Os responsáveis da tecnológicas OpenAI e da Nvidia vão participar na quinta-feira de um jantar oferecido em honra de Xi Jinping na Casa Branca, indicou um responsável norte-americano.
“Será um evento muito concorrido, com lugares extremamente disputados”, declarou um responsável não identificado durante uma conversa com jornalistas, reportou a agência France-Presse.
Segundo a mesma fonte, numa altura em que a inteligência artificial (IA) estará no centro da visita do presidente chinês a Washington, além de Sam Altman e Jensen Huang, outros grandes nomes do setor tecnológico, como Jeff Bezos e Elon Musk, também estarão presentes.
A IA deverá ocupar um lugar de destaque nas conversações entre Donald Trump e Xi Jinping, uma vez que os Estados Unidos e a China são as duas principais potências na corrida ao desenvolvimento desta tecnologia.
Embora a China ainda não tenha confirmado oficialmente a visita do líder chinês aos Estados Unidos, esta está prevista para 24 de setembro, segundo as autoridades norte-americanas.

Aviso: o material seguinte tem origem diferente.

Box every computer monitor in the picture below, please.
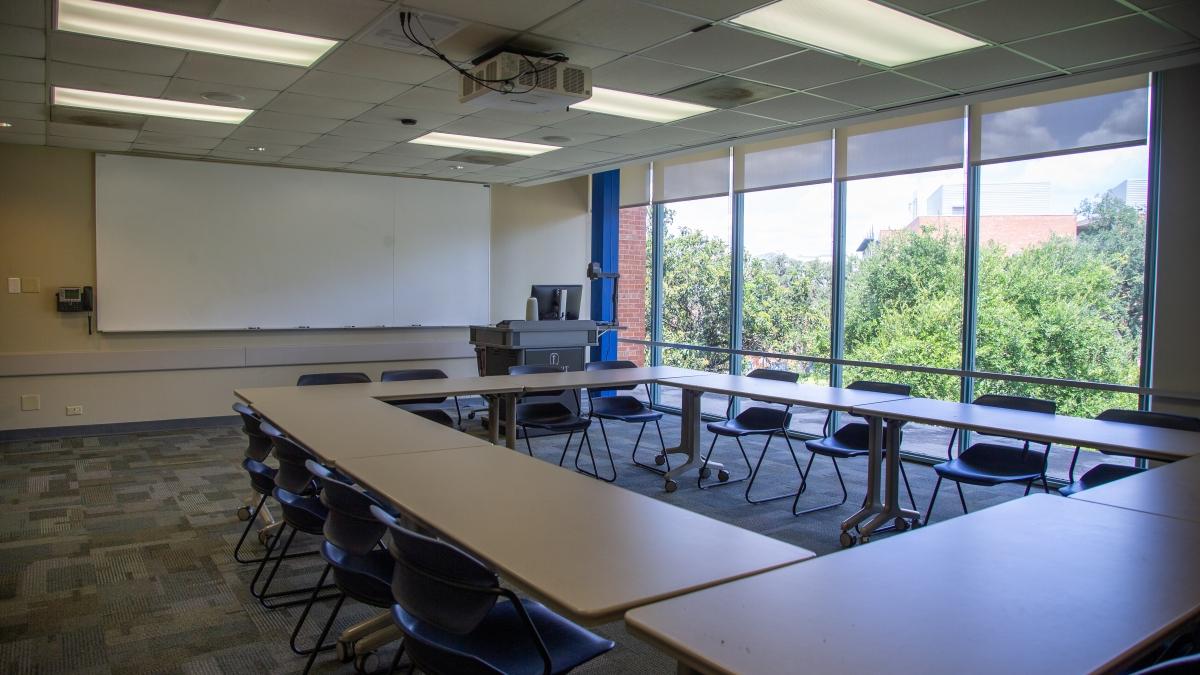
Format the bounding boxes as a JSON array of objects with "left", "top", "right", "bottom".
[{"left": 529, "top": 283, "right": 583, "bottom": 321}]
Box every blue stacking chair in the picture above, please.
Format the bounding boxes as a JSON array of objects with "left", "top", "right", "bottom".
[
  {"left": 583, "top": 360, "right": 671, "bottom": 474},
  {"left": 292, "top": 459, "right": 394, "bottom": 673},
  {"left": 296, "top": 372, "right": 371, "bottom": 387},
  {"left": 250, "top": 422, "right": 338, "bottom": 609},
  {"left": 792, "top": 380, "right": 917, "bottom": 515},
  {"left": 509, "top": 365, "right": 617, "bottom": 483},
  {"left": 696, "top": 368, "right": 804, "bottom": 504},
  {"left": 1058, "top": 408, "right": 1200, "bottom": 497},
  {"left": 379, "top": 368, "right": 462, "bottom": 426},
  {"left": 371, "top": 508, "right": 614, "bottom": 675},
  {"left": 925, "top": 394, "right": 1056, "bottom": 521}
]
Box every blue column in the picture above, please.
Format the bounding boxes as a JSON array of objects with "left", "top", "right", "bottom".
[{"left": 592, "top": 169, "right": 620, "bottom": 360}]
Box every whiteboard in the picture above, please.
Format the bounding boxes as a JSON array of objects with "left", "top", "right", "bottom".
[{"left": 96, "top": 154, "right": 491, "bottom": 331}]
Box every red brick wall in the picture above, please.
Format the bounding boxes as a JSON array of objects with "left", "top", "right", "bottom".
[{"left": 617, "top": 207, "right": 650, "bottom": 365}]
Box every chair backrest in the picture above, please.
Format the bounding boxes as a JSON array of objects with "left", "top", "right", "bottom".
[
  {"left": 371, "top": 507, "right": 500, "bottom": 635},
  {"left": 233, "top": 404, "right": 271, "bottom": 461},
  {"left": 260, "top": 420, "right": 313, "bottom": 495},
  {"left": 379, "top": 368, "right": 446, "bottom": 405},
  {"left": 296, "top": 372, "right": 371, "bottom": 387},
  {"left": 305, "top": 460, "right": 388, "bottom": 555}
]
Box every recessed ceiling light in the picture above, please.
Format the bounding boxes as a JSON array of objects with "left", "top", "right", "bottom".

Apesar dos crescentes apelos à moderação perante o risco de perda de controlo, o governo norte-americano considera que os principais intervenientes do setor, como a OpenAI, a Anthropic, a Google e a Meta, não se podem dar ao luxo de abrandar, receando que a China ganhe vantagem.
Durante muito tempo considerada atrasada no domínio da IA avançada, Pequim está a recuperar rapidamente o atraso em relação aos Estados Unidos.
Washington tentou travar esses progressos através da limitação das exportações para a China de chips avançados necessários à IA de ponta, nomeadamente os semicondutores da Nvidia.
À semelhança de Donald Trump, Jensen Huang, da Nvidia, opõe-se à ideia de travar o desenvolvimento da IA.
“Temos de avançar o mais rapidamente possível, sem nos preocuparmos com o que os outros estão a fazer”, declarou Huang numa entrevista à emissora CBS, da qual foi divulgado um excerto na sexta-feira.
“Vamos avançar o mais rapidamente possível, mas nunca, em circunstância alguma, comercializaremos produtos antes de estarem prontos, nem disponibilizaremos produtos perigosos”, acrescentou.
Apesar da rivalidade com Pequim, mantém-se a esperança de que as duas superpotências possam chegar a um acordo durante o encontro entre Donald Trump e Xi Jinping.
Contudo, um acordo ambicioso, como uma desaceleração do desenvolvimento da IA ou a implementação de mecanismos de salvaguarda à escala mundial, parece estar fora de alcance.
O jornal de Hong Kong South China Morning Post noticiou na quinta-feira que uma delegação empresarial chinesa poderá acompanhar Xi, incluindo executivos da fabricante automóvel BYD, da tecnológica Xiaomi e da fabricante de baterias CATL.
A iniciativa faria lembrar a visita de Trump a Pequim, em maio, quando o Presidente norte-americano viajou acompanhado por responsáveis da Tesla, Apple, Nvidia e Boeing.